The FCC is just as annoyed as you are at those set-top-box rental fees you see every month on your cable bill. It’s so annoyed, in fact, that it has proposed rules to “unlock the box” and make pay TV providers allow their programming to be accessed through any set-top box, regardless of the manufacturer — a proposal even President Barack Obama has voiced his support for. The agency wants tech companies like Google to be able to sell you a box that runs on its own operating system.
The Federal Communications Commission and the companies supporting the proposed regulations say their purpose is to break the stranglehold pay TV giants like Comcast have over how consumers take in their content.
But not every cable company has the market power and nearly unlimited resources as Comcast, and for many smaller providers, the FCC’s proposal could be a sucker punch. The American Cable Association, a group of 750 or so of these smaller providers, says such companies are already operating on razor-thin margins when it comes to video customers. Because they have smaller numbers of subscribers — more than half have fewer than 1,000 homes — they have less leverage when it comes to negotiating with networks over the fees they have to pay for programming. In fact, some of them are throwing their hands up altogether when it comes to providing TV services.
And so the ACA said it plans to file a comment to the FCC on Friday excoriating the agency’s proposal to force the industry to accept new, essentially open-source set-top boxes.
These smaller companies, the ACA argues, don’t actually make significant money from set-top-box rental fees. And because many of them are hybrid systems that haven’t been fully digitized, they might not be able to comply with the FCC’s proposed regulations from a technical standpoint or they’ll have to spend so much money rapidly changing their systems that they’ll simply give up on providing TV — leading to even more of a monopoly in the pay TV business.
The FCC’s proposal also ignores what ACA members are already offering their customers, Thomas Cohen, outside counsel for the ACA and a partner at law firm Kelley Drye in Washington, said on a call to reporters Wednesday. Many of these companies are innovating on their own, creating apps through which their customers can access TV on any device they want and teaming up with companies like TiVo to provide set-top boxes.
Similarly, even cable giants are getting with the times. Comcast announced Thursday that it’s partnering with Roku and Samsung to make its programming available via Roku players and Samsung Smart TVs through its Xfinity app, eliminating the need for a traditional set-top box.
The FCC was unimpressed, according to this statement it released:
While we do not know all of the details of this announcement, it appears to offer only a proprietary, Comcast-controlled user interface and seems to allow only Comcast content on different devices, rather than allowing those devices to integrate or search across Comcast content as well as other content consumers subscribe to.
In other words, the bee in the FCC’s bonnet is that this solution still involves some friction for the consumer. If you search for something in Comcast’s Xfinity app, it might not return results for shows or movies not in Comcast's system.

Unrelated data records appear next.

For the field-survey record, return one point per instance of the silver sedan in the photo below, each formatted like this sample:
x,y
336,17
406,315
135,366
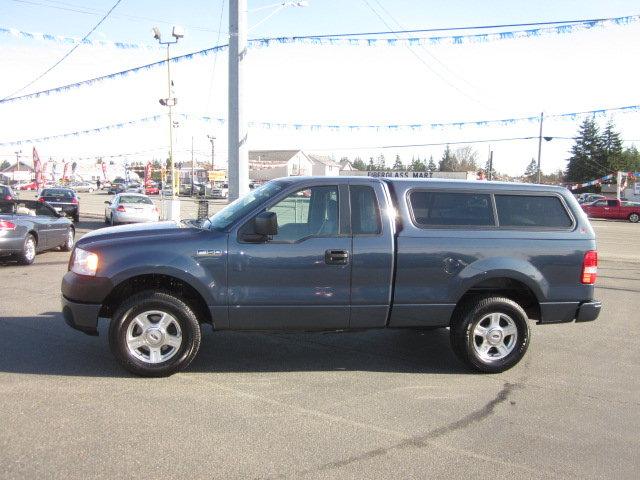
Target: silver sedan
x,y
130,208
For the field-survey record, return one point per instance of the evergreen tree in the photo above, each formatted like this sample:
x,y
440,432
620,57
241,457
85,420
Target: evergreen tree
x,y
531,172
448,163
417,165
489,171
358,164
612,150
587,154
371,166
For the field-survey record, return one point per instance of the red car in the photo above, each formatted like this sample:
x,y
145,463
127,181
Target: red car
x,y
29,186
150,189
616,209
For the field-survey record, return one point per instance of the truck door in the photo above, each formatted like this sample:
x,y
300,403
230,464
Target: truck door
x,y
373,230
300,278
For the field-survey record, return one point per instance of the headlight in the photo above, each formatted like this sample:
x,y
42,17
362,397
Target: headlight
x,y
84,263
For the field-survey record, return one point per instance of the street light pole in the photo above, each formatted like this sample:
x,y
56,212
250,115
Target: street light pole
x,y
540,144
212,139
238,133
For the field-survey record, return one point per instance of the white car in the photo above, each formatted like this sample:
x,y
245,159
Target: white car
x,y
83,186
130,208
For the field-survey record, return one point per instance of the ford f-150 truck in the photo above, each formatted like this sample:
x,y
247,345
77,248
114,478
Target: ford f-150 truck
x,y
347,253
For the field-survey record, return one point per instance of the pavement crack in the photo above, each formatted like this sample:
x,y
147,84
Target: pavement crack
x,y
421,441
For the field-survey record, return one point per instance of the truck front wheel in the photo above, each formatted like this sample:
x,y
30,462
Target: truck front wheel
x,y
490,334
154,334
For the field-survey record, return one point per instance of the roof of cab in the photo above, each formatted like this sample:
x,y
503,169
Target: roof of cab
x,y
438,183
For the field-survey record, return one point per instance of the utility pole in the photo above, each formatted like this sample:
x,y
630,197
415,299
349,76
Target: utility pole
x,y
490,175
238,132
193,168
212,139
540,144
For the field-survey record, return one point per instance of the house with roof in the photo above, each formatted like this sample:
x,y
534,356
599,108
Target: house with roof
x,y
18,172
324,166
270,164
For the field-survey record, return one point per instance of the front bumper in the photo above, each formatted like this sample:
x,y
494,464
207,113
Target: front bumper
x,y
81,316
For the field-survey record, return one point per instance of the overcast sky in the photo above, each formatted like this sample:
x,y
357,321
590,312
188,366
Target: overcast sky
x,y
320,84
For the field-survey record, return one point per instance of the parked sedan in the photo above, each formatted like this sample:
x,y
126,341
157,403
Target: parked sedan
x,y
63,200
6,193
615,209
28,227
83,186
130,208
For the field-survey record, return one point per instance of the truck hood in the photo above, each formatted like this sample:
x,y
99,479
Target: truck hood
x,y
134,230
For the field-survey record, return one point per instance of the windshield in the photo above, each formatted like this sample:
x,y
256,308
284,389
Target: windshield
x,y
240,207
66,194
135,199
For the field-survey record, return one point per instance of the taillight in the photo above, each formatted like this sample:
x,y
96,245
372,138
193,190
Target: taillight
x,y
7,225
590,267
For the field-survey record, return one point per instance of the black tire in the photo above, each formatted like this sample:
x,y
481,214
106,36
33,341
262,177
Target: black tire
x,y
465,343
28,256
67,246
154,301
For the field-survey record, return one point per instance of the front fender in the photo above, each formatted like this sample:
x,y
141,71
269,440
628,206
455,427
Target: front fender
x,y
500,267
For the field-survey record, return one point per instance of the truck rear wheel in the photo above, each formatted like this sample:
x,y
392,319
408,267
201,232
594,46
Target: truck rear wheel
x,y
490,334
154,334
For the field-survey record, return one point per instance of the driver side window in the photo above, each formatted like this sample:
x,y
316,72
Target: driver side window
x,y
310,212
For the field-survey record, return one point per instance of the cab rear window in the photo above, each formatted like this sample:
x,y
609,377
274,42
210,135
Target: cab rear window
x,y
541,211
451,209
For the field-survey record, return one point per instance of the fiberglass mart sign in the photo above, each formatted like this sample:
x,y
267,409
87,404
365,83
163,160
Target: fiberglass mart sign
x,y
400,174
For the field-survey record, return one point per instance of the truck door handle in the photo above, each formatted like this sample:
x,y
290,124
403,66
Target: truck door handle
x,y
336,257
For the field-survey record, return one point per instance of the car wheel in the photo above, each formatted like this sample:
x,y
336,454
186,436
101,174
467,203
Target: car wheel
x,y
154,334
490,334
28,254
67,246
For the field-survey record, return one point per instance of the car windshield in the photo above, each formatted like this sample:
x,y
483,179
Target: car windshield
x,y
135,199
58,193
240,207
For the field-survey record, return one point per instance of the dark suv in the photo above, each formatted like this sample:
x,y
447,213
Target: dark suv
x,y
345,253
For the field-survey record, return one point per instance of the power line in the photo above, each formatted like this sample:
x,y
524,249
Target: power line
x,y
421,60
451,29
73,49
89,11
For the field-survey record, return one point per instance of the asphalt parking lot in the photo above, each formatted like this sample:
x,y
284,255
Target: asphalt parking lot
x,y
359,405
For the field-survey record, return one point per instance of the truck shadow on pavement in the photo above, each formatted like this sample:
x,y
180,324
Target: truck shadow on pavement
x,y
45,345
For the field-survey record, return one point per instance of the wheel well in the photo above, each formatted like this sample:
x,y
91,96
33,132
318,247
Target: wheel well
x,y
505,287
34,234
165,283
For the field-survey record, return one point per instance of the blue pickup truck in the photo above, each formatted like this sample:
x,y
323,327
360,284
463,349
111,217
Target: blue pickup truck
x,y
346,253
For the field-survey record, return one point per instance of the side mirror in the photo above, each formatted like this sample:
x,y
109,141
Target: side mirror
x,y
266,224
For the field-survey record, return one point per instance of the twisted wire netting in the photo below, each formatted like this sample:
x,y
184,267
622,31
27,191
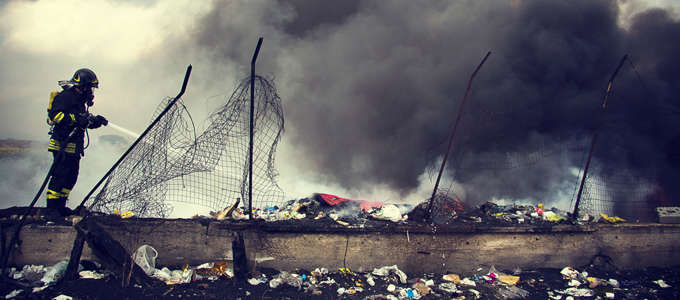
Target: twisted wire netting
x,y
174,164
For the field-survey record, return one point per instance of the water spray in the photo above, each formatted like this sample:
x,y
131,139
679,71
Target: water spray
x,y
123,130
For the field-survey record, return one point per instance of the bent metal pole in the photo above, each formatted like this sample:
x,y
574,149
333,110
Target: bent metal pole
x,y
115,165
252,114
594,138
453,133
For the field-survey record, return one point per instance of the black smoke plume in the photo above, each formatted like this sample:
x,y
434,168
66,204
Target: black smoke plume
x,y
371,88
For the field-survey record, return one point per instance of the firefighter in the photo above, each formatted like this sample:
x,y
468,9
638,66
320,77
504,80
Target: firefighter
x,y
68,115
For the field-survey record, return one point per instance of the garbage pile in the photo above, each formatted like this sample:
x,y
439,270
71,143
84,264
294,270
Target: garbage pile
x,y
214,280
445,210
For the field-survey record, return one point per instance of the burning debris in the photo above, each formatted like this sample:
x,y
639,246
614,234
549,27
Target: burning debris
x,y
446,211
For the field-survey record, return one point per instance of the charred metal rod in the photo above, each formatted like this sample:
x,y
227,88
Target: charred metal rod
x,y
252,114
594,139
453,133
115,165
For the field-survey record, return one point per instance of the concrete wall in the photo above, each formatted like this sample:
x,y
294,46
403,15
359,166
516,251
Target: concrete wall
x,y
413,249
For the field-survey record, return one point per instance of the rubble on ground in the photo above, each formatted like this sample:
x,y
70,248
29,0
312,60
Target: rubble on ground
x,y
449,211
212,281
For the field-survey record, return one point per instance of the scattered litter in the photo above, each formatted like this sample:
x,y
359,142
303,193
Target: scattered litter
x,y
611,219
512,292
54,273
293,280
91,275
13,294
448,287
576,292
508,279
662,284
386,270
145,258
468,282
452,277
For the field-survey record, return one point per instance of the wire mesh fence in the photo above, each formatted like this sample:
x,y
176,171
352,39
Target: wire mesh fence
x,y
176,164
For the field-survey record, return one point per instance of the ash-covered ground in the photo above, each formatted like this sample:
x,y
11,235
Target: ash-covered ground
x,y
600,279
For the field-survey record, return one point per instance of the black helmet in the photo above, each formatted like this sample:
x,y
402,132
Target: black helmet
x,y
85,78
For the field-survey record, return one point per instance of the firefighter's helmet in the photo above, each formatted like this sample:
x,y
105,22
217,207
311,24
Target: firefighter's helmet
x,y
85,78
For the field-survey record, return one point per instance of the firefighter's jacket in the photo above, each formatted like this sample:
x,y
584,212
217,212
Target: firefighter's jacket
x,y
65,111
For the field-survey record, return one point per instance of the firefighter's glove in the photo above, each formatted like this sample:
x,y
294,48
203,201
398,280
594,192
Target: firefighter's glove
x,y
98,121
83,120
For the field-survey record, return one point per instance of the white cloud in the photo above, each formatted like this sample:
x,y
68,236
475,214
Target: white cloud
x,y
100,29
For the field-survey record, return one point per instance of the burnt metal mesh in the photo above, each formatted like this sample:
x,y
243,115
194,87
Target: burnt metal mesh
x,y
520,162
174,164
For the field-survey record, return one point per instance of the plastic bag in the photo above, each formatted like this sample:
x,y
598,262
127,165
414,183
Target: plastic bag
x,y
54,273
386,270
145,258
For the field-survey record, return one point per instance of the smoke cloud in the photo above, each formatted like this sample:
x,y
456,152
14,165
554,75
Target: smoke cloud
x,y
371,89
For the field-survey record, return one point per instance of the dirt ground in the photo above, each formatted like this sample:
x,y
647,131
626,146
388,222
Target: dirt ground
x,y
533,284
599,279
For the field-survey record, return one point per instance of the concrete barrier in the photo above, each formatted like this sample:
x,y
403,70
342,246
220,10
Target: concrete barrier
x,y
414,248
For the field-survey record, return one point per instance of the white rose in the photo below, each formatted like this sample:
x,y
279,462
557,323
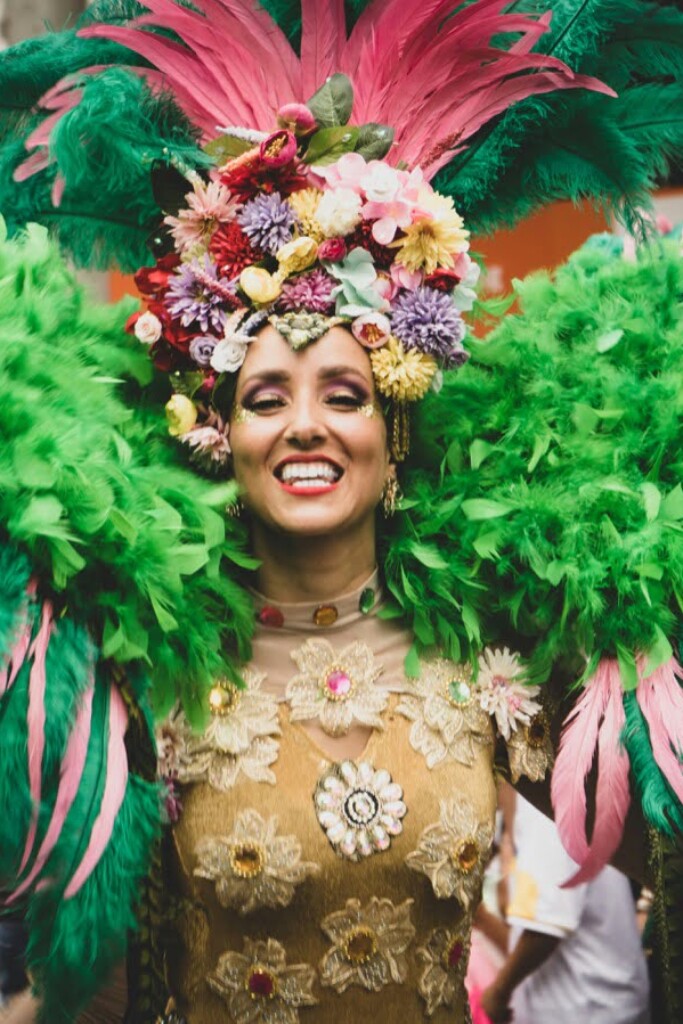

But according to a new study from media research firm Leichtman Research Group that polled 1,200 American adults, universal search isn’t really a problem. About 65 percent of those surveyed had a device connected to their TV that allowed them to access content from streaming services like Netflix and HBO, and 70 percent of those with connected TVs found that content easy to get to.
“There are actually more connected TV devices in U.S. households than there are pay TV set-top boxes,” said Bruce Leichtman, LRG’s president and principal analyst. “New forms of competition from Internet-delivered video via connected TVs, along with technological innovations in the pay TV industry, are allowing consumers to choose more options for accessing and watching TV than they have ever had before."
So it feels odd that the FCC wouldn’t at least be somewhat supportive of a solution that took care of its main beef with cable companies: saving consumers $231 per year in set-top-box rental fees.
What is also unclear is how much these third-party boxes would end up costing consumers. The only example we have to go off of is TiVo, which doesn’t necessarily save you money. Yes, you buy your box outright, but you also pay TiVo a monthly service fee. There’s nothing in the FCC’s proposed regulations that would prevent, say, Google (rumored to have a set-top box in development, and a big supporter of the FCC’s proposal) from charging the same kind of monthly fee, and from releasing better boxes every year to which customers would have to upgrade.
Google or some other third-party box manufacturer would also be able to, theoretically, sell its own advertising surrounding the programming streams it would get from pay TV providers, and create its own channel guides that more prominently featured certain networks. Channel position is a huge bargaining chip for providers; taking that away from all of them could have serious financial consequences.
Google, incidentally, will soon begin providing TV listings in search results for movies and TV shows. It has also discovered that becoming a fully fledged pay TV provider, through Google Fiber TV, isn't as easy as it looks.
Pay TV companies are usually the bad guy in any narrative you can come up with. But in this case, they’re the ones shelling out billions of dollars a year in programming fees — Time Warner Cable CEO Rob Marcus revealed in January that his company pays $42 per subscriber per month to TV networks. The companies supporting the FCC regulation aren’t paying a dime.